The phenomenal amount of solar panels seen on Australian rooftops these days shows this is already occurring, however, the need for low-cost energy has perversely lowered lower-emissive gas demand and also driven the rise of higher-emissive but cheaper coal demand.

This, Goldstein believes, is where European majors Shell, BP, BG Group, Statoil, Total and Eni are coming from in their call for carbon pricing.

“They’re saying that in existing markets, gas is getting wedged except where gas is super inexpensive like in the US right now,” he said.

“Gas is still pretty expensive in Europe.”

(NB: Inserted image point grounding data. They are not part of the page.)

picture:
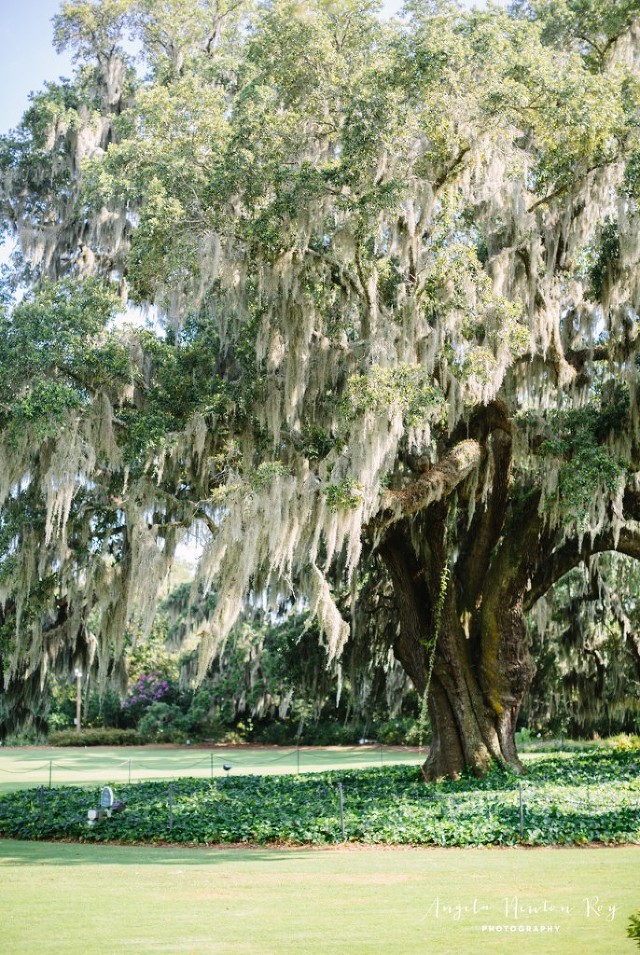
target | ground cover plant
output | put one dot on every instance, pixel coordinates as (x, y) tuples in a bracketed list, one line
[(591, 797), (257, 902)]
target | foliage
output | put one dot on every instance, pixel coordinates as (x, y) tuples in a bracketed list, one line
[(592, 797), (387, 276), (585, 641), (95, 736)]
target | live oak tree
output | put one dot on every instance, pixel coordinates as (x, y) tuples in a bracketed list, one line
[(390, 273)]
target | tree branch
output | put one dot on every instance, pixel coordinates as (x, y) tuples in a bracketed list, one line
[(555, 565), (435, 484)]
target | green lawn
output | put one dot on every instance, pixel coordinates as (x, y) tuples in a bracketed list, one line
[(24, 767), (85, 900)]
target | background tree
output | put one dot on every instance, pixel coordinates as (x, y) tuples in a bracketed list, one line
[(392, 277)]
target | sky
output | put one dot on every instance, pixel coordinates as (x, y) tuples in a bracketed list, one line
[(28, 57)]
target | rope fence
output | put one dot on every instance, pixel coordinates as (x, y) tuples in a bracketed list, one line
[(141, 769)]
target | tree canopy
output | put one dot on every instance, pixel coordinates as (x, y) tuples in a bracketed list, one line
[(389, 271)]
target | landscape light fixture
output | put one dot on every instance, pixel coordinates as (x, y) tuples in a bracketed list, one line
[(78, 673)]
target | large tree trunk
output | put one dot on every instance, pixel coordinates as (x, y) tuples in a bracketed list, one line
[(481, 663)]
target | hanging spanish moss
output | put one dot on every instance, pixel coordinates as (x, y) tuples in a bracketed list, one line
[(391, 278)]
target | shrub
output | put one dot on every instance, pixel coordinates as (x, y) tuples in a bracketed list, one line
[(164, 723), (96, 736)]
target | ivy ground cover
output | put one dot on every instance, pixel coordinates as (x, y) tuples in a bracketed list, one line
[(565, 799)]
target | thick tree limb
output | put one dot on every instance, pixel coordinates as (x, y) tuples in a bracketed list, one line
[(569, 555), (435, 484)]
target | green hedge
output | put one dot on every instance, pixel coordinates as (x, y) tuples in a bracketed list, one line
[(593, 797), (100, 736)]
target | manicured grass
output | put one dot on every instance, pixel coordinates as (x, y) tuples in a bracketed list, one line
[(85, 900), (592, 797), (22, 767)]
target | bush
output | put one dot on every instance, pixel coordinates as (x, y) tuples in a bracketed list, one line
[(97, 736), (164, 723)]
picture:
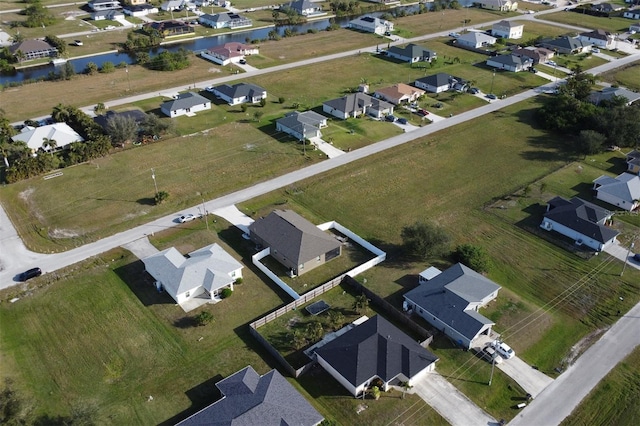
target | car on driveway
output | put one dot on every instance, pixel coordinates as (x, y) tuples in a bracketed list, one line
[(186, 218), (31, 273), (503, 349)]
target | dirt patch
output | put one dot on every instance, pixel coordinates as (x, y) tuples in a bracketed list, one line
[(584, 344)]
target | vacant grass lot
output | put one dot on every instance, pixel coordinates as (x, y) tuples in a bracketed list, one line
[(614, 25), (628, 76), (614, 400)]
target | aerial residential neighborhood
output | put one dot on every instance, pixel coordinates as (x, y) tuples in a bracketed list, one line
[(319, 213)]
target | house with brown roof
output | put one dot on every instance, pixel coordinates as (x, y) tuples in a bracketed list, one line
[(296, 243), (399, 93)]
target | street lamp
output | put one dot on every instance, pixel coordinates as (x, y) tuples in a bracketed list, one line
[(153, 176)]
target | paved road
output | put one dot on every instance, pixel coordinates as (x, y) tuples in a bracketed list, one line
[(558, 400)]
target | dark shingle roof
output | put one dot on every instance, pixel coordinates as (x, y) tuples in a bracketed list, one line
[(581, 216), (293, 236), (250, 399), (448, 295), (375, 348)]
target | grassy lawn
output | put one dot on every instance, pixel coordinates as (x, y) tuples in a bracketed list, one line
[(614, 25), (628, 76), (614, 400)]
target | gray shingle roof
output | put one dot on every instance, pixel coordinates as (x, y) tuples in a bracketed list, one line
[(375, 348), (250, 399), (293, 236), (448, 295), (240, 90), (184, 101), (581, 216), (209, 267)]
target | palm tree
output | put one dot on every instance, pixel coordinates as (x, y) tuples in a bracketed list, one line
[(49, 143)]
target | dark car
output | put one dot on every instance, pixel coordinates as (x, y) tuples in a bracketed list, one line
[(31, 273)]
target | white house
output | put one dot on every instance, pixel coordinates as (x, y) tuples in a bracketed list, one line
[(581, 221), (302, 125), (475, 40), (622, 191), (229, 53), (598, 38), (60, 133), (511, 63), (356, 104), (371, 24), (204, 274), (507, 29), (450, 302), (374, 349), (185, 104), (239, 93)]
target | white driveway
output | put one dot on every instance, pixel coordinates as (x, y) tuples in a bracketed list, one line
[(235, 216), (449, 402), (326, 147), (530, 379), (622, 253)]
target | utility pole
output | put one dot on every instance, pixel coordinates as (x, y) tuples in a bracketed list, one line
[(153, 176), (626, 259)]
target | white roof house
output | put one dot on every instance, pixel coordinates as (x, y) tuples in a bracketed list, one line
[(622, 191), (61, 133), (204, 274)]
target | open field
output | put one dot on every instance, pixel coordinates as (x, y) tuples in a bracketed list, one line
[(614, 24), (614, 400), (628, 76), (98, 336)]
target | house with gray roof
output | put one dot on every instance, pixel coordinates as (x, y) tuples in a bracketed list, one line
[(371, 24), (304, 8), (411, 53), (249, 399), (225, 20), (581, 221), (239, 93), (302, 125), (356, 104), (565, 45), (185, 104), (507, 29), (622, 191), (511, 63), (450, 302), (609, 93), (296, 243), (441, 82), (475, 40), (375, 349), (202, 275)]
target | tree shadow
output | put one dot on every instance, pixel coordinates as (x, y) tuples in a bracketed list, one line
[(201, 396)]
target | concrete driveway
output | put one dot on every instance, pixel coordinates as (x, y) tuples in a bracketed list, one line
[(530, 379), (449, 402)]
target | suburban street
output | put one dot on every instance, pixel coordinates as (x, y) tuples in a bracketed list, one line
[(551, 404)]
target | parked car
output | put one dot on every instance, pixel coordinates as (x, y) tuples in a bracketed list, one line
[(490, 355), (186, 218), (31, 273), (503, 349)]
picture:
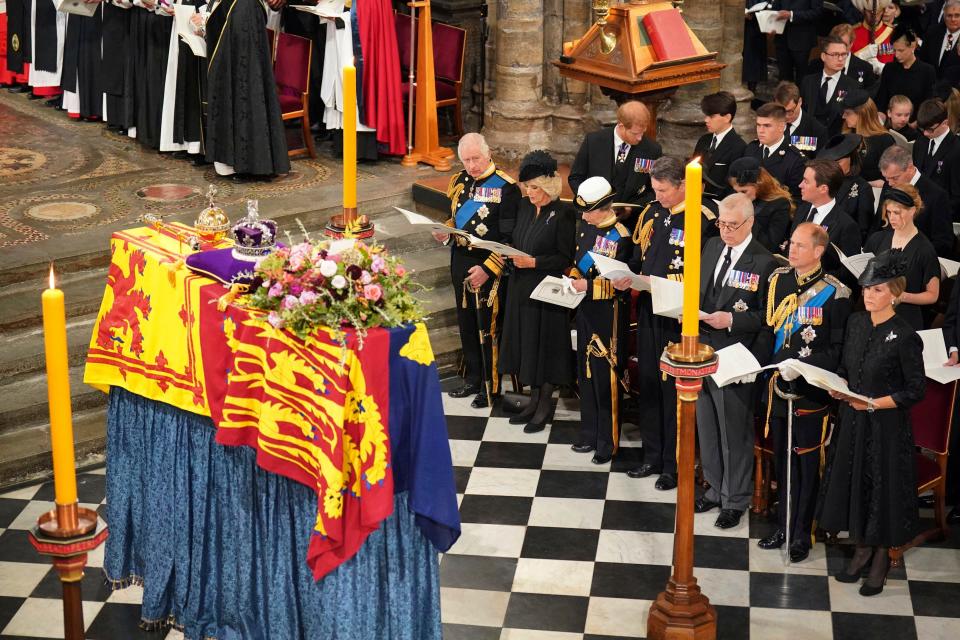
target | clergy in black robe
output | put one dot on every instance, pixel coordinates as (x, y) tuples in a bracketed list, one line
[(244, 131), (81, 64), (534, 332)]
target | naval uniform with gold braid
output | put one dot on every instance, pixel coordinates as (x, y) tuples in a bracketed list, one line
[(602, 320), (808, 316), (485, 207), (658, 251)]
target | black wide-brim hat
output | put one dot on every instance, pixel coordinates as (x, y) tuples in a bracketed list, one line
[(883, 268), (537, 164), (841, 146)]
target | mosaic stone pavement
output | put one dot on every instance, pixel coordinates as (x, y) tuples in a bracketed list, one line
[(64, 178), (554, 548)]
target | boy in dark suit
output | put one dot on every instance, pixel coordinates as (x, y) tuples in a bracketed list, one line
[(721, 145)]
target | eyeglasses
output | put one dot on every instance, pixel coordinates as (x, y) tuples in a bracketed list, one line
[(729, 226)]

That said, Goldstein does not believe there is any chance coal will not be around in 50 years time – but warned the industry needed to “clean up its act” at an affordable price.

In this, he cited the famous quote from Sheikh Zaki Yamani, who served as Saudi Arabia’s oil minister four decades ago: “The Stone Age did not end for lack of stone, and the Oil Age will end long before the world runs out of oil”

To this, Goldstein added: “We’ll still have plenty of oil and gas in the ground, when some other technology becomes just as efficient and lower-priced – just like, in some ways, whale oil got supplanted by coal, coal is purportedly being supplanted by gas, solar, wind and nuclear.

“People will adopt new energy when it’s the best bang for buck, and the cost of solar panels is coming down, and I don’t know that coal [-fired energy] is coming down at the same pace.”

Then there was the emerging issue of linking transport with home heating and power through storage from solar cells, and recharging cars, which could impact on oil demand.

Amid all this hypothetical crystal ball-gazing, Goldstein’s essential belief is thus: “I personally believe we’re going to be using an awful lot of fossil fuels for centuries, but I also fully expect there will be technological advantages that will make energy sources much wider at a lower cost, and it won’t be simply ‘we can’t afford it’.”